Problems with proxy classes and a proposed resolution
adinn Mar 16, 2010 11:16 AMThis discussion is prompted in part by Mark Stuberg's note and in part by looking at JASSIST-42 which identifies various problems with the current use of writeRepace to support proxy serialization. The comments on JASSIST-42 contain a prescription for how to solve the serialization problems provided by David Lloyd. I impemented tis solution and, unfortunately, although it almost works is still suffers from a couple of serious problems. Although it might be possible to get round these the solution requires javassist clients to do a lot of extra work and is likely to be error-prone.
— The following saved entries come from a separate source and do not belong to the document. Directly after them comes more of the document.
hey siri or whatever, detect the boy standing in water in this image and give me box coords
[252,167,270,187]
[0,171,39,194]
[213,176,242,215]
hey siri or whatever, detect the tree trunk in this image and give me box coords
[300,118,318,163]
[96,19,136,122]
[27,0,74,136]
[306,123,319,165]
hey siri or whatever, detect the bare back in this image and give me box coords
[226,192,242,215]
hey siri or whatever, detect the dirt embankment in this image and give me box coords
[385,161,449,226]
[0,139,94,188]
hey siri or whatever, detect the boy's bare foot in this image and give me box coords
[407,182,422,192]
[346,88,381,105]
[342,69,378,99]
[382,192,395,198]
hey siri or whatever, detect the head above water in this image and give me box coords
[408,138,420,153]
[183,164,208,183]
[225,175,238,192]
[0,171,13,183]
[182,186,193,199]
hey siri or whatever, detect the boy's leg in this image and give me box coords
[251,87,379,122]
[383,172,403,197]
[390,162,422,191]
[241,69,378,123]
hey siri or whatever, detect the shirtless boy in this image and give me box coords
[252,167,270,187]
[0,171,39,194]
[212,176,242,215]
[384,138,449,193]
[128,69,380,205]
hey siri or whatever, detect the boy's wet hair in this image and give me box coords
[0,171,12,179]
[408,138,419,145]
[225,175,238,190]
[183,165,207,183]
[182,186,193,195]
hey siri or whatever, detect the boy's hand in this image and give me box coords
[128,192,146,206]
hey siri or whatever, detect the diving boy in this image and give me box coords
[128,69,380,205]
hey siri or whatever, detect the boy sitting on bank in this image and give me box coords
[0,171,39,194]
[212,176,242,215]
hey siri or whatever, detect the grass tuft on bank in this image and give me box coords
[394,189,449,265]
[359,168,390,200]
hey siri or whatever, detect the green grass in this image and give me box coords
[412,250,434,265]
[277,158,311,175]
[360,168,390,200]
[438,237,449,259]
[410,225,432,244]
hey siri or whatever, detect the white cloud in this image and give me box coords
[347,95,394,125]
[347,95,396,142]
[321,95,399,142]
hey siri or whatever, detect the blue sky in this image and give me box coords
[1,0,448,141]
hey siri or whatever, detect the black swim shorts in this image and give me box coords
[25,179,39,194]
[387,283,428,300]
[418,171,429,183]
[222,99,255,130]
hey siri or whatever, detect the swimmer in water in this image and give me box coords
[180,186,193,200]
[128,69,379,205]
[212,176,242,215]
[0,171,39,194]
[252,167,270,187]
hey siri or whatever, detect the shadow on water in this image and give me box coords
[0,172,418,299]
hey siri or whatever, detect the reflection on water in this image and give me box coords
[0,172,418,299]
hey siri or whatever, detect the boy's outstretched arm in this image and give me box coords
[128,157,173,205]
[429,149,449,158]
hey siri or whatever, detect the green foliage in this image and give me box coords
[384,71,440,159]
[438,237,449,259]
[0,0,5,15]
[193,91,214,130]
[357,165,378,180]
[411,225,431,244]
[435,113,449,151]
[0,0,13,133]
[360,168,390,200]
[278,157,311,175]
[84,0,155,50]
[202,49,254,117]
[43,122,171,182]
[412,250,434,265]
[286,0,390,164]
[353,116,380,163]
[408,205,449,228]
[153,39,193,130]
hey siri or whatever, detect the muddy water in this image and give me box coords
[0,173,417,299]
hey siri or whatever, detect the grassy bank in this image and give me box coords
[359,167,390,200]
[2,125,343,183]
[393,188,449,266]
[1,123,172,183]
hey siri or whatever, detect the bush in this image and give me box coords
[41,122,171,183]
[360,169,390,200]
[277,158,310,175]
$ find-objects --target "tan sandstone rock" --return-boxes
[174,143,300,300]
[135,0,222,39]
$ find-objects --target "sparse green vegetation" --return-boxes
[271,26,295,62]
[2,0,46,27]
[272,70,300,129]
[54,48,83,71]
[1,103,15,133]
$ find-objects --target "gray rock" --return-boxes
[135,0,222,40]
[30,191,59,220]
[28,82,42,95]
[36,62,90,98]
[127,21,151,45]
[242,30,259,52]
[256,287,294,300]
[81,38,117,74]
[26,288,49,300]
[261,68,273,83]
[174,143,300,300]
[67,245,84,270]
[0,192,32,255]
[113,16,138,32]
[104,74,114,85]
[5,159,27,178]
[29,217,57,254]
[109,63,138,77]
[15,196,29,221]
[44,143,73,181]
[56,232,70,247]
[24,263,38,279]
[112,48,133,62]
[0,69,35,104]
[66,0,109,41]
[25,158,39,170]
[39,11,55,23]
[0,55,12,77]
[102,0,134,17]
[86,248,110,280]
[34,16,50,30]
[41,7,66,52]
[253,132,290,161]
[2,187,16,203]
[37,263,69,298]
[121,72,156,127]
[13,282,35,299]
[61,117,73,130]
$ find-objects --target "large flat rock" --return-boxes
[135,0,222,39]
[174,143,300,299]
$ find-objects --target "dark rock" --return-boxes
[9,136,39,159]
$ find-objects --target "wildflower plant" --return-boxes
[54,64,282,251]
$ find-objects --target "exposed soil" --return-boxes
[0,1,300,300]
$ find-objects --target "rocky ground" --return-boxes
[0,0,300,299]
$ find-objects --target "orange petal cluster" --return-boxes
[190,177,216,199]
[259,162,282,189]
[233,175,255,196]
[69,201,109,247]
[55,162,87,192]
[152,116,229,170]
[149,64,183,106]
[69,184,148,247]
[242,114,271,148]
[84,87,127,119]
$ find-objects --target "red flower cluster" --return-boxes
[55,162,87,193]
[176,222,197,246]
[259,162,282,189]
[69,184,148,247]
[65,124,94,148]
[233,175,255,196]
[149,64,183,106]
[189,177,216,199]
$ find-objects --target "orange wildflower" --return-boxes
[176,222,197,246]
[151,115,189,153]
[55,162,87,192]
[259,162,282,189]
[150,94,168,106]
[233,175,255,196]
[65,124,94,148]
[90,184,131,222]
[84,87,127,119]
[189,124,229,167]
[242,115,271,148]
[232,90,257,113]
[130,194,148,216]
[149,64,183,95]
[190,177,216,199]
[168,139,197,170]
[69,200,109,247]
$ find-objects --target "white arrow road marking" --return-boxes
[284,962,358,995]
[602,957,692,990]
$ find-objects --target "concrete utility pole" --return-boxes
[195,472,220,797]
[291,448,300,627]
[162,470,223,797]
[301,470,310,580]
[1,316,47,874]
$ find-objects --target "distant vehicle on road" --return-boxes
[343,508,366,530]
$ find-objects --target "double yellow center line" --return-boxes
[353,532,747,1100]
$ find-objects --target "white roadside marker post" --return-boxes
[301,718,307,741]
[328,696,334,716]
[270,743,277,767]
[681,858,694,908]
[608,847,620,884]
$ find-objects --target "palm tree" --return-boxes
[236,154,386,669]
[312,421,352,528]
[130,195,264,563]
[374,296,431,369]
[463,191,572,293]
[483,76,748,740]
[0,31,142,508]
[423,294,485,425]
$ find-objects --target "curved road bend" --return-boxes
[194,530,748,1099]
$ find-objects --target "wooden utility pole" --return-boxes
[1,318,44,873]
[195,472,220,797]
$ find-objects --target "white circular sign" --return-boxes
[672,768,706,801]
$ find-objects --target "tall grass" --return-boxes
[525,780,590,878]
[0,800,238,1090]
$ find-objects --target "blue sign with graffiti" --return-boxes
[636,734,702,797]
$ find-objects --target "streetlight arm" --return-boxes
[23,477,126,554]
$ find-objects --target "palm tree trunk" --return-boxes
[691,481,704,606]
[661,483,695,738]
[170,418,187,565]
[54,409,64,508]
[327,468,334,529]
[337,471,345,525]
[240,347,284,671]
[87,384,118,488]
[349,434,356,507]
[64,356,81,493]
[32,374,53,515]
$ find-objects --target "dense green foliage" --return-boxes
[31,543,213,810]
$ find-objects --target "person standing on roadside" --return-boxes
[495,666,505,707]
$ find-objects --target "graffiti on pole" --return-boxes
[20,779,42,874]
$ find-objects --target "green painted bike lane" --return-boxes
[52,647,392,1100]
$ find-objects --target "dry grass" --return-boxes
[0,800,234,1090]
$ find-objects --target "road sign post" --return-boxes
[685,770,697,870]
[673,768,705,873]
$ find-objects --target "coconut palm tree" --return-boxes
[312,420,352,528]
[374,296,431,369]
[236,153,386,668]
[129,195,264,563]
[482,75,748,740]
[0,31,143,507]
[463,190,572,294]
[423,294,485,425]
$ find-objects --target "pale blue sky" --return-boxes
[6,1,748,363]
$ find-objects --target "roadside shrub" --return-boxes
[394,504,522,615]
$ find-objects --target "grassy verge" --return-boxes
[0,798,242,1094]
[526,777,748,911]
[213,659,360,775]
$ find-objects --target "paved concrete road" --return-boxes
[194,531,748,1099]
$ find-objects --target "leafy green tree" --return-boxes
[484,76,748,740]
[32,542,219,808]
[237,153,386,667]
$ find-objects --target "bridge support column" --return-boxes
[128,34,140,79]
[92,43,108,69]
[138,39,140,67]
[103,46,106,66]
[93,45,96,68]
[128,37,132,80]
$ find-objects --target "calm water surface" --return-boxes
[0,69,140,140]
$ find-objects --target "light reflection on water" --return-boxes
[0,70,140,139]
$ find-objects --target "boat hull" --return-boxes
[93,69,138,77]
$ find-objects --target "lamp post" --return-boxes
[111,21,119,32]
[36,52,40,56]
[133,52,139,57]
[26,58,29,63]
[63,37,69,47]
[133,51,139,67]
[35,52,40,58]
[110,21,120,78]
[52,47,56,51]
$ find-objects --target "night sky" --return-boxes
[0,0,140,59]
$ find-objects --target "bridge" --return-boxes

I have identifed an alternative solution which should also ensure that cached proxy classes can be reused much more often both when performing serialization and in normal use of proxies. The only drawback is a very small change to the proxy factory/class API which will require existinng client code to be modified very slightly. The proposed fix can be used with the writeReplace style serialization solution to ensure that deserialized proxies can share the same cached class and do not fail to find the correct class. It can also be used to support serialization/eserialization using David Lloyd's proposal which provides much better quality serialiation (e.g. superclass fields are not lost) but is a tiny bit harder for clients to use. I have nearly finished a prototype which enables both alternatives to be made available so, modulo the small factory API change, we can retain compatibility for code which currently uses writeReplace based serialization.
There are two related problems with the current proxy cache. The first is to do with identity, the second with naming.. The identity of a cache entry (a proxy class) associated wiht some given classloader is determined from four sets of data:
- the super class s
- the interface set i1,...,ik
- the proxy filter f
- the proxy handler h
Following the fix for JASSIST-104 the per-classloader cache is a hashmap keyed by a string derived from the names of the classes in the first two data sets: i.e. of the form sn$i1n$...ikn$. where sn is the (String) name of s, i1n is the name of i1 etc All proxy classes with a given super and interface set are stored in a list under this key. The list contains entries each of which stores a filter f1, handler h1 and weak reference to the associated class pc1. So, when creating a class with the specified data set s, i1...,ik, f, h the key is constructed and the relevant list located and traversed looking for an entry where f1 == f and h1 == h.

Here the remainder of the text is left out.